No difference at all. Just a different sex”. Butler also commented that sex is an identity obtained, not through physical attributes, but through a performance. A perception of gender is imitated, “instituted through bodily styles”. However, the critic does not mention appearance; she is merely referring to the understanding of each gender being conveyed through certain physical gestures, movements or actions. Therefore, one’s gender is only as real as our performance of it. The same is true of Orlando, behaves in a comically awkward manner while getting used to her first dress.
Being unfamiliar with the heavy frame and netting of her skirt, she walks down her hallway, bumping into furniture and awkwardly swinging her dress to the left to side-step a maid who passes by. In her first social situation, she stomps self-consciously into the drawing room, and then plonks herself down on a couch, rather ungracefully. She hasn’t taken on the grace of a woman, so she still seems to be a man, masquerading as a woman. Butler goes on to describe the gender performance as “one with clearly punitive consequences”.
In short, failing at sufficiently portraying your gender through “bodily styles” will result in punishment, which is often in the form of alienation. The Lady Orlando confuses her society with her transformation. In a way, her failure to be Lord Orlando, a man, sees her cast out of her rightful home, and, in turn, alienated by society. In Orlando’s climatic scene, the Lady Orlando and her lover, Shelmardine, discuss the common perception regarding gender. “If I were a man,” Muses the newly-female Orlando, “might choose not to risk my life for an uncertain cause.

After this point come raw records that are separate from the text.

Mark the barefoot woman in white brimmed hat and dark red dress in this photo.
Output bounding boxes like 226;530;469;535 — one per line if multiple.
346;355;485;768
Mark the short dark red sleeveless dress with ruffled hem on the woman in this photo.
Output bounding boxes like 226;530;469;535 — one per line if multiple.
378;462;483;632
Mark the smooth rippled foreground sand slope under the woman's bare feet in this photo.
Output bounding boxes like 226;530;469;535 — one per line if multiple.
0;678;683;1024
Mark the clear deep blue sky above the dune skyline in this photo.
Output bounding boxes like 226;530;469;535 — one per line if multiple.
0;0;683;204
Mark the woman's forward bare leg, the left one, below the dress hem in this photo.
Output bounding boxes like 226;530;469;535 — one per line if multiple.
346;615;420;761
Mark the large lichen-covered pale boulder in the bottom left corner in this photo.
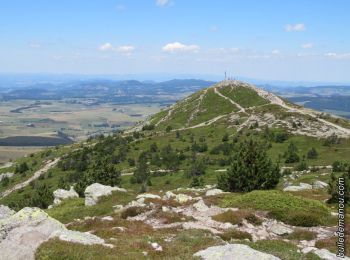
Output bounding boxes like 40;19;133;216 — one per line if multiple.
0;207;109;260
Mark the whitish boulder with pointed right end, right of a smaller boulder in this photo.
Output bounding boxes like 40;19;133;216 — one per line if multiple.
84;183;126;206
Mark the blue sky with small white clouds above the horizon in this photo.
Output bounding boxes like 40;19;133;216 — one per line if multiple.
0;0;350;82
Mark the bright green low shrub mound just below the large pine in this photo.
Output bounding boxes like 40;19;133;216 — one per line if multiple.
222;190;332;226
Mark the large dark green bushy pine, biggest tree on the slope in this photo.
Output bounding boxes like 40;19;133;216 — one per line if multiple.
218;139;280;192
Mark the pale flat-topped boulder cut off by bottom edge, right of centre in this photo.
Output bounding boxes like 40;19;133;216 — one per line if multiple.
193;244;280;260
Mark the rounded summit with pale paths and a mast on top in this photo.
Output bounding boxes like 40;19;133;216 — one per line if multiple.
146;80;350;137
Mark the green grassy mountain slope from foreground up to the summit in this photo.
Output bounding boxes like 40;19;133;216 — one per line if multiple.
0;81;350;259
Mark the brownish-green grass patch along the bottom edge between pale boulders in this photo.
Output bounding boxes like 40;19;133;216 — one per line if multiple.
36;229;220;260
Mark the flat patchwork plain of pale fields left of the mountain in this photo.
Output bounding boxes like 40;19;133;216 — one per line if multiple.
0;100;160;163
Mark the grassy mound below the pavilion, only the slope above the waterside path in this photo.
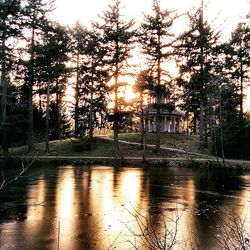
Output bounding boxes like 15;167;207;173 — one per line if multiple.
7;133;199;157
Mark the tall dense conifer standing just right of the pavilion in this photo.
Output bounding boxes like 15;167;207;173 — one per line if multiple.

I might think that freedom won by death is not worth having. ” Shelmardine argues that, in the eyes of society, this would be to “choose not to be a real man at all”. He, in turn, mocks the stereotype observations regarding women; “Say if I were a woman; I might choose not to sacrifice my life caring for my children. Or my children’s children. Or to drown anonymously in the milk of female kindness. But instead choose to go abroad. Would I then be –”, (here Orlando interrupts him), “A real woman? ” Yet it is this conversation, the embodiment of Butler’s theories on gender performance, which bring Orlando to the ealisation that she longs for a child. Not to earn back her home through her heir, and not to better portray the behaviour of a woman, but simply to have the companionship and love she always longed for. Orlando’s eponymous character is a human, if fictional, personification of Judith Butler’s many theses regarding gender. Orlando’s gender does not change her character in any way, she is the “same person. No difference at all. ” She does not understand that, to be accepted, she must perform the role of ‘woman’ to avoid confusing her peers. This is something she simply can’t do; she is who she is.
Yet she is punished for her failure to be a man, or to behave like a woman. In the end, she ceases to care or worry about her gender identity. She is a mother, happy with the companion she always craved. Her identity is simply: Orlando. Bibliography * Butler, J. (1988) Performative Acts and Gender Constitutions. In Rivkin, J & Ryan, M ‘Literary Theory: An Anthology, Second Edition’ (pp. 900 – 911). United Kingdom: Blackwell Publishing. * Butler, J. (2004) Undoing Gender. United States: Routledge. * Potter, S. (Director). 1992. Orlando. [Motion Picture]. United Kingdom.